A boy and His Vision Quest
About eight thousand years ago (6000 BC), long, long before the prairie provinces Manitoba, Saskatchewan and Alberta ever got their names, the Plains Indians lived together in families, spread over a huge territory. There were several different nations of people including the Blood, Sarcee, Peigan and Blackfoot. They hunted buffalo and used parts of the animal to make almost everything they needed: food, clothing, weapons and coverings for tipis.
There was lots of space on the wide-open prairie. If you divided the total area of land by the total number of people living there, there would have been about ten square miles for every person.
And each person was important. Each one had a purpose: hunters and shaman, mothers and warriors. No one told a person what they would be and they didn't have to go to school to learn how to do their job. The Blackfoot believed that men and women would each find their role on their own, in the great silence of the prairie.
Young boys would find their role by going on a vision quest for their guardian spirit. At the time of puberty, probably around the age of 12 to 14 years old, the boy would go off alone, being very quiet, to find out what his role in the community would be. It was important to choose a place that would be far away from any other people so the boy could face the challenge of nature on his own.
In 1954 a Sarcee elder named Pat Grasshopper described the puberty ritual.
"To get some of the... power from nature and to find a spirit that would be his protector through life, a boy would go out alone on his guardian spirit quest," he said. "He would first bathe until he was very clean and then he would live alone for three or four or five days without food."
It could sometimes take quite a while for the vision to come. Pat Grasshopper explained that while a young person was waiting he might see snakes or hawks or wolves out on the prairie but the Blackfoot believed the boy would be safe if he waited for the vision. The quest was a challenge of the boy's strength.

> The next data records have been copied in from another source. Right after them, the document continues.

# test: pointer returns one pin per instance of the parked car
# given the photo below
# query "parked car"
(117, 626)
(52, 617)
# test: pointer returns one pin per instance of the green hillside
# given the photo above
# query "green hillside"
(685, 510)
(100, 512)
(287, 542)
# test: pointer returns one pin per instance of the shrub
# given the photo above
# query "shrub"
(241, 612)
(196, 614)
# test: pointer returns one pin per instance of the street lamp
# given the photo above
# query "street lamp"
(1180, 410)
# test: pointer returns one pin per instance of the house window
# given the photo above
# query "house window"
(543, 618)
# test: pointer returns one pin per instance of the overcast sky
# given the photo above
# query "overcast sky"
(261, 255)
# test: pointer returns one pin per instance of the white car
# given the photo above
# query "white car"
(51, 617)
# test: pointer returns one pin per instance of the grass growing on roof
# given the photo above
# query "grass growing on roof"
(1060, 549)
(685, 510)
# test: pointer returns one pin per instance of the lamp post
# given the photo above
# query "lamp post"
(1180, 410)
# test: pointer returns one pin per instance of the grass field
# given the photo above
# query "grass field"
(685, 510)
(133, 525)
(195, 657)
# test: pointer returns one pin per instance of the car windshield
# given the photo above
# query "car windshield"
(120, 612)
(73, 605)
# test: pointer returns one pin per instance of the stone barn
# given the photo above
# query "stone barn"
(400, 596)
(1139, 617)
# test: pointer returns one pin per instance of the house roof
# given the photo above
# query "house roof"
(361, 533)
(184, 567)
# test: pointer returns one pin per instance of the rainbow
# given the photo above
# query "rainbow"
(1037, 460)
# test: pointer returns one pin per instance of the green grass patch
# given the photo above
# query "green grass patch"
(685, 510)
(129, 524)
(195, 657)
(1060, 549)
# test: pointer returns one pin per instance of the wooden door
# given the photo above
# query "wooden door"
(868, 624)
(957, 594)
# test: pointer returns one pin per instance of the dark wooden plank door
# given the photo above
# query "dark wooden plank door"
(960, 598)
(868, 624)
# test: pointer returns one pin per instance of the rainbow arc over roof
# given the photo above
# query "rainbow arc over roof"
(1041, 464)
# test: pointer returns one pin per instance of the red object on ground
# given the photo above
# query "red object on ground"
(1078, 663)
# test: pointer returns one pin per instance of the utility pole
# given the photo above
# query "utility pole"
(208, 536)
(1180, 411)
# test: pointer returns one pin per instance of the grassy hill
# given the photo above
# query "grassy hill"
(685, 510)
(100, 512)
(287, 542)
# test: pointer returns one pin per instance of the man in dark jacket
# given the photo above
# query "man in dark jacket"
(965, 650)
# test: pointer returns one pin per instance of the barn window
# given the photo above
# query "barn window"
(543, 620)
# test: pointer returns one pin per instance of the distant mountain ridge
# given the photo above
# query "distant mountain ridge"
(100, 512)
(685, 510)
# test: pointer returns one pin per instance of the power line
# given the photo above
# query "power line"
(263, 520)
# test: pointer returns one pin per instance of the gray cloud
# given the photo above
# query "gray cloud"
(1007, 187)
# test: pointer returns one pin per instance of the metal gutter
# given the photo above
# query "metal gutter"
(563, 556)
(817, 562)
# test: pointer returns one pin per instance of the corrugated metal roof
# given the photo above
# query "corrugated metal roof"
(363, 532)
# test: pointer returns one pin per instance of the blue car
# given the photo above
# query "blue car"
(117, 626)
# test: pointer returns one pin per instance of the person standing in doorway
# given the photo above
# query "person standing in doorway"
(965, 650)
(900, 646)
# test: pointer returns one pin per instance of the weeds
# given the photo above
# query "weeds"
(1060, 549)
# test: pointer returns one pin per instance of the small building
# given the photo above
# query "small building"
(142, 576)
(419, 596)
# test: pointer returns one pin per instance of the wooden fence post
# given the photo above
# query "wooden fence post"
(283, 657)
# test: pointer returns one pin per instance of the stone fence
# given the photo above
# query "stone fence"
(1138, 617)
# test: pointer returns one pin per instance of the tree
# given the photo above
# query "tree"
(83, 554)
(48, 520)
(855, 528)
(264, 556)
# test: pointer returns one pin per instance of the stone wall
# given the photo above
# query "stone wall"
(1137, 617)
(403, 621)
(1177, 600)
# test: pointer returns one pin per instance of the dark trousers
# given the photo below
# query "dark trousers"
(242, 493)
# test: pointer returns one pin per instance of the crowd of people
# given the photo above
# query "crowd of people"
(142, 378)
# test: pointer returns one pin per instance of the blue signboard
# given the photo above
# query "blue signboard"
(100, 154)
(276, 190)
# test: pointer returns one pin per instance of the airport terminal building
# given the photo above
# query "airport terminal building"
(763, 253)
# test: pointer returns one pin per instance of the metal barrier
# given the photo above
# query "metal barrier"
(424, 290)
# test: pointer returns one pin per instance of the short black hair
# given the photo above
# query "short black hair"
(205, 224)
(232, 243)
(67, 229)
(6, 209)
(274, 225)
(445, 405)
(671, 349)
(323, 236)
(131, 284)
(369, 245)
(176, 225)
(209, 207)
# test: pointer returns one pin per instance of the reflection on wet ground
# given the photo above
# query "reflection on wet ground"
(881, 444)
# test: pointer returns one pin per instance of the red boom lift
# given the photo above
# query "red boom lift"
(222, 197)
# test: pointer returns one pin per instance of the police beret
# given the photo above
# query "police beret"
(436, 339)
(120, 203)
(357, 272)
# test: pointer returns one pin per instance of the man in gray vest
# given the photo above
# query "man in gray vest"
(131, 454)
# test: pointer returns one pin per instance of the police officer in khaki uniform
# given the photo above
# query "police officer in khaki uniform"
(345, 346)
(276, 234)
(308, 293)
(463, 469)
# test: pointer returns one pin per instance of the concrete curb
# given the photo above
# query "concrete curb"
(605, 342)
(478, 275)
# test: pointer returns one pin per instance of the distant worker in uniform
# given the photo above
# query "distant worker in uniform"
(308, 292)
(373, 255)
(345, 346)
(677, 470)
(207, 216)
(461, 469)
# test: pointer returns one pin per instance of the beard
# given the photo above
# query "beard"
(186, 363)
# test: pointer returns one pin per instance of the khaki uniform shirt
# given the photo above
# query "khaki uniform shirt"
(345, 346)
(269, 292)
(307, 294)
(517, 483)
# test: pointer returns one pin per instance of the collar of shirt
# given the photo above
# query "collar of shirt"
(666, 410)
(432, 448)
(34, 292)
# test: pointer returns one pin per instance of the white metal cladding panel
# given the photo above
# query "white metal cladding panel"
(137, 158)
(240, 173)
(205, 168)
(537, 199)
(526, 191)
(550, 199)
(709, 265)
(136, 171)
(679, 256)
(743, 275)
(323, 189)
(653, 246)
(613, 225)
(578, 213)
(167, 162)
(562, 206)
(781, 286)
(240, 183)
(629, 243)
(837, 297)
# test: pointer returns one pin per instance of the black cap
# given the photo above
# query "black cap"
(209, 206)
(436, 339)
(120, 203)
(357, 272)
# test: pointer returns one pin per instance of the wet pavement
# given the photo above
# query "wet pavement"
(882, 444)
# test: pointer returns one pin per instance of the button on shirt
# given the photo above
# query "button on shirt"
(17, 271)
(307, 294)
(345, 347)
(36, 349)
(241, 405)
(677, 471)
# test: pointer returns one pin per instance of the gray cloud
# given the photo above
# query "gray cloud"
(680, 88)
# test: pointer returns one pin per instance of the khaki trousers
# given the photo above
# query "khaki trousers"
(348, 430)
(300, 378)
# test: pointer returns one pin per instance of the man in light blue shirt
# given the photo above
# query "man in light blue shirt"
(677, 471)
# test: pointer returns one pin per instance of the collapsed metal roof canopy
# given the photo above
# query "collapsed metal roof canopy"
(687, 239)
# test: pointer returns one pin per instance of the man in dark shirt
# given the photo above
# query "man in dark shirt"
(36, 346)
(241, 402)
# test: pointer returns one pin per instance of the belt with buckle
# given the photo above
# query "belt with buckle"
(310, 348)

"Only a strong person can stay until the vision comes, for it often comes first in the form of a dangerous animal," he said. "The animal tests the person's courage. If he does not run away from it, something talks to him, something he cannot see. The voice tells him to stay a certain number of nights. At the end of that time the spirit gives the person power and tells him what his protector will be."
After the ritual the boy didn't become an adult right away. He would return to his family having changed a little from his time alone. The ritual was a way for the family to begin to let the boy grow up. The community would respect the boy's interpretation of his vision quest and they would help the young man grow into his role. When he was 16 or 18 the older people in the community would begin to train him for his task, whether it was to fight as a warrior or hunt as a hunter or heal as a medicine man.